Westinghouse Electric Company: Self-regulating, Solid Core Block “SCB” for an Inherently Safe Heat Pipe Reactor – $5,000,000. The Westinghouse Electric Company team will develop a self-regulating solid core block that employs solid materials (instead of bulk liquid flow or moving parts) to inherently regulate the reaction rate in a nuclear reactor. The nature of the design will allow the reactor to achieve safe shutdown without the need for additional controls, external power source, or operator intervention, enabling highly autonomous operation. The team will conduct modeling and simulation to demonstrate the SCB’s self-regulating ability, with additional testing to validate modeling & simulation tools and confirm manufacturability.

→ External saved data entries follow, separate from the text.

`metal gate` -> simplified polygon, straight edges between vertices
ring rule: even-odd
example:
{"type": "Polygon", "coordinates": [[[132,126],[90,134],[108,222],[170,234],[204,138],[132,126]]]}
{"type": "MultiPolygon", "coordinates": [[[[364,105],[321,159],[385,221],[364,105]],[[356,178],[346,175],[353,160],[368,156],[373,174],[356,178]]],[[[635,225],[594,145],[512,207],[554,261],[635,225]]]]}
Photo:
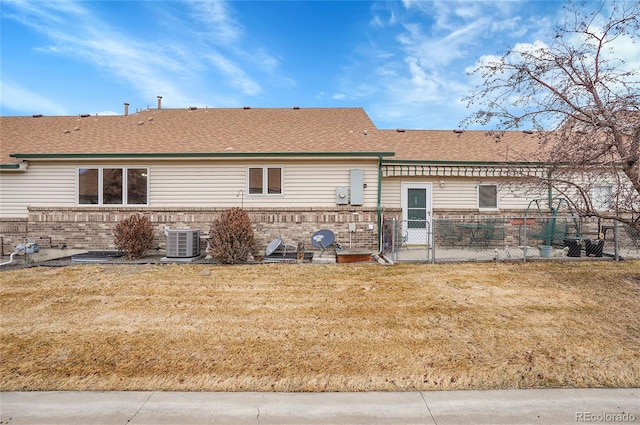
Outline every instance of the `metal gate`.
{"type": "Polygon", "coordinates": [[[432,262],[431,241],[432,231],[429,220],[397,220],[395,218],[384,220],[382,253],[394,262],[432,262]],[[409,238],[410,233],[411,238],[409,238]]]}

Yellowstone Energy: Reactivity Control Device for Advanced Reactors – $2,599,185. The Yellowstone Energy team seeks to develop a new reactor control technology to enhance passive safety and reduce costs for its molten salt reactor and other designs. Materials embedded in the control rods will vaporize at elevated temperatures, producing a vapor that captures neutrons and slows reaction rates, even in the absence of external controls. The team will use simulation tools to determine the effectiveness of the control device and conduct a techno-economic analysis at the plant level to determine cost effectiveness.